The night also underlined the depth of PSG’s new era. Desire Doué, Dembélé’s teammate, walked away with the award for best young player of the season, a nod to a squad that feels less like a constellation of egos and more like a structure with layers and succession.
On stage, Dembélé stayed true to type. No grand declarations, no chest-beating. He pushed the praise back towards the dressing room and the staff, talking up the tactical framework and the collective work that has carried PSG through long spells without their stars. The humility is genuine. So is the authority with which he now speaks.
Luis Enrique’s hard reset
None of this happens in a vacuum. Luis Enrique has ripped up PSG’s old script.
The club that once leaned on individual brilliance and disjointed superstar trios now plays with a clear, possession-heavy identity. The pressing is aggressive, coordinated, and unforgiving. Everyone runs. Everyone defends. The system protects the team when big names are missing, and it has had to, given Dembélé’s absences and other injuries.
Under previous regimes, losing a winger of his profile for long stretches would have felt catastrophic. This season, the structure held. PSG kept winning. When Dembélé returned, he plugged straight back into a machine already humming at high speed, adding chaos and creativity to a disciplined core.
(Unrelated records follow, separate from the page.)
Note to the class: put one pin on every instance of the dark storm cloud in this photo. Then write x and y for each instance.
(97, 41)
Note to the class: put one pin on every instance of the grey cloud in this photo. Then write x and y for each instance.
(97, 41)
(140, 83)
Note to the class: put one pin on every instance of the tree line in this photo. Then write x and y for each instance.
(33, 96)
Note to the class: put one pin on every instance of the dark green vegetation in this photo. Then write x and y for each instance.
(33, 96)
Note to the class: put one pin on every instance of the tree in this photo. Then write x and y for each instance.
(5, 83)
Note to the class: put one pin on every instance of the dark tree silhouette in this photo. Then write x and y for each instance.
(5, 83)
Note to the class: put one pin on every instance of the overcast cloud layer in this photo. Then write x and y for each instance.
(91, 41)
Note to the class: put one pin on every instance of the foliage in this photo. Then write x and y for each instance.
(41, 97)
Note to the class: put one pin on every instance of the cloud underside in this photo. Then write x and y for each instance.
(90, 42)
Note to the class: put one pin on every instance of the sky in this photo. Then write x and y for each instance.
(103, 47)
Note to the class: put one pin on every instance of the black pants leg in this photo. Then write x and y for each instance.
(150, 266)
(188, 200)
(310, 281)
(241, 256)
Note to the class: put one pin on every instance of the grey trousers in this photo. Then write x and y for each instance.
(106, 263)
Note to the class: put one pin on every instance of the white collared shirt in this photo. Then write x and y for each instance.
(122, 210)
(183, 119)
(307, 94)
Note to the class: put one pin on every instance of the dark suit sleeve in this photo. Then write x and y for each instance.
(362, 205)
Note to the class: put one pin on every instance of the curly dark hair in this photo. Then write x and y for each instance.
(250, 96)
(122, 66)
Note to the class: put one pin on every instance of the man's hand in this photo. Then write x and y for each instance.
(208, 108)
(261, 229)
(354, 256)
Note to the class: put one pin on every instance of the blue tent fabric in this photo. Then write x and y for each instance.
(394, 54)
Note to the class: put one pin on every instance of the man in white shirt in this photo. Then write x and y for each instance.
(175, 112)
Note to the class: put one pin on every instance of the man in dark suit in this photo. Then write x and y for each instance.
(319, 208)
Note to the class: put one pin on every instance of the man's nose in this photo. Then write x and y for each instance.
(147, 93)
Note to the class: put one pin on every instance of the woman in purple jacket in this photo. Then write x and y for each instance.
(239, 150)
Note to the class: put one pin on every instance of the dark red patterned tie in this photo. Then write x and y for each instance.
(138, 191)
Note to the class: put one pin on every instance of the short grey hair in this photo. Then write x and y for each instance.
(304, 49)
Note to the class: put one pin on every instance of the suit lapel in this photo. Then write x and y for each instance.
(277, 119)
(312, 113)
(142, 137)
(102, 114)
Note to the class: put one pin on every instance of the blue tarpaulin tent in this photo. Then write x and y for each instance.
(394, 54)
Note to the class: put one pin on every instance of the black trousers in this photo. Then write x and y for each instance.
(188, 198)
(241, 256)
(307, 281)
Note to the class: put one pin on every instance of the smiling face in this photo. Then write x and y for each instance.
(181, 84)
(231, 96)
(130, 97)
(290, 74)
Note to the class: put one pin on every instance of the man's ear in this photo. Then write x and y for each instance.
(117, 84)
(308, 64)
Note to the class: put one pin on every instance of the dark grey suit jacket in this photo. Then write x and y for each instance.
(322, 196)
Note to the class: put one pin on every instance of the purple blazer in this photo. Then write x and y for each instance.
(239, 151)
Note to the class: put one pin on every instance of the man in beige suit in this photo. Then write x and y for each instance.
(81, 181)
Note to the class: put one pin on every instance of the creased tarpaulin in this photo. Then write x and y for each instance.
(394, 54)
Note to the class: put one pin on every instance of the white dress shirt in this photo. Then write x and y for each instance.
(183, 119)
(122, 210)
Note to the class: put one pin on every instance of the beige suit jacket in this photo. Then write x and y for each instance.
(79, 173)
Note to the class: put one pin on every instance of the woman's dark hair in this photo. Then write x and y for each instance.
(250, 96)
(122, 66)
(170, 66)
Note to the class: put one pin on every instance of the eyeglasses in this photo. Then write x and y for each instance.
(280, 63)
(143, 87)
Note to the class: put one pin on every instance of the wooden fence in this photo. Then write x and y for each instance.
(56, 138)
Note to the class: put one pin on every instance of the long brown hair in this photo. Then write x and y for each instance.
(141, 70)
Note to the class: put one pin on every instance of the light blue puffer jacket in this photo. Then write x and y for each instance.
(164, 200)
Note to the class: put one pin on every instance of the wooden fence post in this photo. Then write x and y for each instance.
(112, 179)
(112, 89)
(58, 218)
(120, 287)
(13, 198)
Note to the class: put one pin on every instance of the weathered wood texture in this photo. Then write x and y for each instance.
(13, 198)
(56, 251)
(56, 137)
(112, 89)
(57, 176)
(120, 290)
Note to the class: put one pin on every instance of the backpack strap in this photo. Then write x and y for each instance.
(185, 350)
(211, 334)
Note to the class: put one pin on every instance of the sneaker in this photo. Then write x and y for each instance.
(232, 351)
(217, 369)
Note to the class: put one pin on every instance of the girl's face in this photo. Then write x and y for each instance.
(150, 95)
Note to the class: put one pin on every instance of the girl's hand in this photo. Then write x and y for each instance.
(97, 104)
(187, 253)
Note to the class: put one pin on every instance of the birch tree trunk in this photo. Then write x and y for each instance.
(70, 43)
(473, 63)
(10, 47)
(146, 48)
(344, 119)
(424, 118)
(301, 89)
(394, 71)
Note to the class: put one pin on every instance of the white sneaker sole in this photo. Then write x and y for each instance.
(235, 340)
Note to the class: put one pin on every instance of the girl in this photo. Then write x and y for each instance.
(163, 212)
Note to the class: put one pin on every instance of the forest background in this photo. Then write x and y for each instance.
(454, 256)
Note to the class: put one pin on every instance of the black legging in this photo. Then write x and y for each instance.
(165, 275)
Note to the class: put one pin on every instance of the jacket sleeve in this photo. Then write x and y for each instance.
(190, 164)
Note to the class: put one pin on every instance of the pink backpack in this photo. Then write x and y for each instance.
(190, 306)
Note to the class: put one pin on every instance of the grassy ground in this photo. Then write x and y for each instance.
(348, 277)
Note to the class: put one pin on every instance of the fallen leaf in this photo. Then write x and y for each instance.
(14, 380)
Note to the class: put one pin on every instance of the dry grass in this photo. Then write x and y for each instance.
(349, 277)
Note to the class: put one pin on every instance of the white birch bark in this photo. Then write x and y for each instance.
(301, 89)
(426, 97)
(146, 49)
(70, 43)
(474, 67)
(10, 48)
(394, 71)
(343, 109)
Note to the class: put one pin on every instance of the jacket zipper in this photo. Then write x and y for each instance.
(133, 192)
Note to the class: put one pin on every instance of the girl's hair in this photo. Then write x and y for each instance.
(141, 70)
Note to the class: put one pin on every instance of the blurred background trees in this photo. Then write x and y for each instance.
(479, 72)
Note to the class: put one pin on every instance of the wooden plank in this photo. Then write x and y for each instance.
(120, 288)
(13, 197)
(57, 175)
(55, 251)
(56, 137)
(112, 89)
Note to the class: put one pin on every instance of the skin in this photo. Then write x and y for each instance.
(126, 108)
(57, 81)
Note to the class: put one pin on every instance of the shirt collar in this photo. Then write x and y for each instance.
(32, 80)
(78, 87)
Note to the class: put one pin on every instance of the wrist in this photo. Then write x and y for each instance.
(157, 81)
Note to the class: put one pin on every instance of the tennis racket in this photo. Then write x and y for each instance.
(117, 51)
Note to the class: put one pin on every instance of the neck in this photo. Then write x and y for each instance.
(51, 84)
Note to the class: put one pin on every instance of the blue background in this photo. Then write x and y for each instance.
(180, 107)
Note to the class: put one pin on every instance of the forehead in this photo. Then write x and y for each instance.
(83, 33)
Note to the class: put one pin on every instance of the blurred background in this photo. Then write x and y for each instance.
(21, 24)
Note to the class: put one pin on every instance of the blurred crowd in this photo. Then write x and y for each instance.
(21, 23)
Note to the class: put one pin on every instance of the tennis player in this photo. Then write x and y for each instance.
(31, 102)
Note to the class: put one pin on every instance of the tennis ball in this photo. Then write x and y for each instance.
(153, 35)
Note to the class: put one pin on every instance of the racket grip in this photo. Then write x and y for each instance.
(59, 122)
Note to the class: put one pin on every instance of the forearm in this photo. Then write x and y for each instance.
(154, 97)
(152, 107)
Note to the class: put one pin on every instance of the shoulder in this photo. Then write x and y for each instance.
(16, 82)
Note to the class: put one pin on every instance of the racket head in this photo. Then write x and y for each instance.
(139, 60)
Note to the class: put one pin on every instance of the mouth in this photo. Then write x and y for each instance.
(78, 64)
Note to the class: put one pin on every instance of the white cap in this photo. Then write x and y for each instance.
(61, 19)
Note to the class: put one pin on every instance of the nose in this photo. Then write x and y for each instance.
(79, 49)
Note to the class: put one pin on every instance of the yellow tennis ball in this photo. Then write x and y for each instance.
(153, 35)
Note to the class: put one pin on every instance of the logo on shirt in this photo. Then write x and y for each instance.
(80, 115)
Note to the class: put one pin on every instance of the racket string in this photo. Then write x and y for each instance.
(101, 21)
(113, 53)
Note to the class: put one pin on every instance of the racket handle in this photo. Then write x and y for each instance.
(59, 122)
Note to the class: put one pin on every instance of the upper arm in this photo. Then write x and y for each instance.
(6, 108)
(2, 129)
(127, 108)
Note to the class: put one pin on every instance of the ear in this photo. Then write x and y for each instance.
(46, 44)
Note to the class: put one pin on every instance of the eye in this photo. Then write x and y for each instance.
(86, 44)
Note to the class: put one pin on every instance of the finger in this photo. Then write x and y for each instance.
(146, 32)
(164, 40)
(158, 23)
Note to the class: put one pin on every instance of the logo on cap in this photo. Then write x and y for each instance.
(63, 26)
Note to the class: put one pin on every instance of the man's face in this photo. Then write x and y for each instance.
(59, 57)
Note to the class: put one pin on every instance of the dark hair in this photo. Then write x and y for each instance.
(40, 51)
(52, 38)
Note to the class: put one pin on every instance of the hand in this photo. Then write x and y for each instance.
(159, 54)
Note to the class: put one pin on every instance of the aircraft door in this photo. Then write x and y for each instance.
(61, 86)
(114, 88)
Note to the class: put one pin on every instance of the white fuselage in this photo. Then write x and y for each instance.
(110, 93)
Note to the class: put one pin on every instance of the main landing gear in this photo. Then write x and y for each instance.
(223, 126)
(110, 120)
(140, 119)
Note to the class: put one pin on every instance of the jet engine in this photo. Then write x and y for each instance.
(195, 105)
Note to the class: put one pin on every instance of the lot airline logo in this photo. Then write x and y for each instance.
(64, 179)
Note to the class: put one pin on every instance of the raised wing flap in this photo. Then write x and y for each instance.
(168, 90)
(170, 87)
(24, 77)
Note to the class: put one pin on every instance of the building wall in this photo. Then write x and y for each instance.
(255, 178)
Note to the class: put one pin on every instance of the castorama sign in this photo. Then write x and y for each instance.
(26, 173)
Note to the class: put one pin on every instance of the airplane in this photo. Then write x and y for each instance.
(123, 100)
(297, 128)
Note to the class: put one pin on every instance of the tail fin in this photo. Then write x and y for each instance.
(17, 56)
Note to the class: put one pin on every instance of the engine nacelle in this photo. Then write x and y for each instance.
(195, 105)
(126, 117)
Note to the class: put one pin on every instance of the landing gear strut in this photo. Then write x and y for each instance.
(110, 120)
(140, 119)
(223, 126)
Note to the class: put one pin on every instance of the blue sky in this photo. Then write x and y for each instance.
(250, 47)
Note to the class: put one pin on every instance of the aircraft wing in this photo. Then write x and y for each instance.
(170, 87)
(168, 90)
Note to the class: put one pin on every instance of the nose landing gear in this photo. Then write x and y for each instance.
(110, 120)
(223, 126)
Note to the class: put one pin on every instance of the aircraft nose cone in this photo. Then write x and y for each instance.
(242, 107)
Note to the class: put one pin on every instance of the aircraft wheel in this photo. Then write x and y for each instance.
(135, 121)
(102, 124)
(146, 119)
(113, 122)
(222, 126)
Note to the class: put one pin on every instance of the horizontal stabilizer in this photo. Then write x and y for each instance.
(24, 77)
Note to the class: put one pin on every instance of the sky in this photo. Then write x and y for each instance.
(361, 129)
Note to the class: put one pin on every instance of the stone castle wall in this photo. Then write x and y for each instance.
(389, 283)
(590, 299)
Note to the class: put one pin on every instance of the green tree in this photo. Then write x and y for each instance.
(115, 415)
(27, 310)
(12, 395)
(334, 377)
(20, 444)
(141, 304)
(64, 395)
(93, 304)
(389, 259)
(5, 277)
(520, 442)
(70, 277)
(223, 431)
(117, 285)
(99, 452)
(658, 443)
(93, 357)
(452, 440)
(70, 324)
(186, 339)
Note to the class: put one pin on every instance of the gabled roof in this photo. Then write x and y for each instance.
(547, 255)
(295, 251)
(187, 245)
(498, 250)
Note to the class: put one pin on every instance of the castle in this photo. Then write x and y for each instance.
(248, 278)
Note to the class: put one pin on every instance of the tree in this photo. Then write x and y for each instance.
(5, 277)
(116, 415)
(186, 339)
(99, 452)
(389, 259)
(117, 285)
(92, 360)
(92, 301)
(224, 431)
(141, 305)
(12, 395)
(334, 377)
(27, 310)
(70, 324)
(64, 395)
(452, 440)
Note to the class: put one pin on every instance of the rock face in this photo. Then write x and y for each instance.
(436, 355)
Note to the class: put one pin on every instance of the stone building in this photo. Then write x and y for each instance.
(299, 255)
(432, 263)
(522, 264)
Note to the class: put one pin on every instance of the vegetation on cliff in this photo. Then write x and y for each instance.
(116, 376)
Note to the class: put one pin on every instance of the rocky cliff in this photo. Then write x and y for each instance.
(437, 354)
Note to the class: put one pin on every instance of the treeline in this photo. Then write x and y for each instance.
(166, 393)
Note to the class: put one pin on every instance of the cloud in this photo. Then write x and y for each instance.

Luis Enrique’s work has not gone unnoticed, even if the best coach award slipped elsewhere. Pierre Sage of Lens took that honor after turning his side into the only credible challenger to PSG’s domestic rule. It was Lens who tried to turn a title race into something more than a procession.
They fell short. PSG effectively wrapped up the league with a narrow 1–0 win over Brest, pulling six points clear with an unassailable goal difference. The margin was slim on the night, but the message was not: this is still PSG’s country.
All roads lead to London
Yet everyone inside the club knows the real judgment comes not in May’s awards ceremonies but under the lights of the Champions League.
PSG arrive at the final having survived a wild semi-final against Bayern Munich, edging the tie 6–5 on aggregate. It was the kind of two-legged drama that used to break them. This time, they bent but did not snap.
That is what has caught the eye of Europe’s analysts. This PSG looks different. Less fragile. Less haunted by its own history. The tactical flexibility that carried them through injury crises and heavyweight European nights hints at a squad that has finally grown up.
Now comes Arsenal in London. For Dembélé, it is a career-defining stage. For PSG, it is another shot at the one trophy that still eludes them, the one that has shaped every project, every transfer, every reinvention.
If he stays fit for that final, Dembélé brings something no game plan can fully account for: unpredictability. One feint, one sudden acceleration, one impossible angle. He can tear up 89 minutes of careful defending with a single decision.
The stakes are clear. This season will not just shape how we talk about Ousmane Dembélé. It may redraw the map of French club football in Europe. If PSG finally climb that last step, the winger who once struggled to stay on the pitch could become the face of a new era – not just for his club, but for an entire league asking to be taken seriously on the continent’s grandest stage.